Shifting your mindset about consequences

Brooke, one of the moms in The Mentorship, shared this story with us recently that perfectly illustrates the Peacemaker Parenting approach to consequences:

"That last time we were at my mom's house, Eli (4) started playing with a ball inside. He wasn't being particularly naughty or disruptive with it, so we adults just sort of kept talking and didn't pay that much attention. Before I knew it, Eli had thrown the ball at just the right angle and knocked a picture off the credenza, breaking the glass. In the past I would have been very stern with him, scolded him for being naught, put him in time-out, and put the ball away. This time I tried to focus on future-facing consequences. Because there was glass involved I didn't make him help me clean it up.

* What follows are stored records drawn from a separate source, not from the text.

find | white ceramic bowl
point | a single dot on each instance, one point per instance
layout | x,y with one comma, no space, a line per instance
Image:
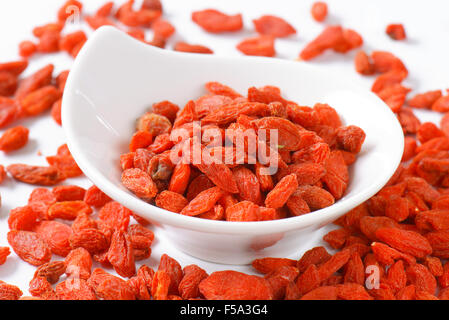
116,78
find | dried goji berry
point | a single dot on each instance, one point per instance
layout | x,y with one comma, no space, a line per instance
29,246
139,182
215,21
258,46
273,26
9,291
92,240
193,48
115,215
56,235
109,287
171,201
396,31
319,11
78,264
121,255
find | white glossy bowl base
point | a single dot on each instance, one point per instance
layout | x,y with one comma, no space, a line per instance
115,79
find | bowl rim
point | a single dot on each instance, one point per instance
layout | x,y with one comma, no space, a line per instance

But we did talk to his Grandma and together we decided that Eli and I would go to the craft store and replace the glass in the frame. We also defined new expectations that balls are only for the back patio or back yard at Grandma's house. My mom is going to get an all-weather basket or tote to keep outside toys in for the future."

First, let us make this disclaimer perfectly clear, because sometimes it is misunderstood or misconstrued: Peacemaker Parenting does not avoid all consequences, and we personally don't believe consequences should never be used. 

That being said, when a parent's mindset is heavily weighted towards consequences, they are more likely to fail at helping children learn the skills and tools, and gain the maturity needed to do better next time. Focusing on consequences is a backward-facing approach. Focusing on empowering is a forward-facing approach. This is why, in Peacemaker Parenting, we do not rely on consequences to hold boundaries and limits or to manage and control behavior.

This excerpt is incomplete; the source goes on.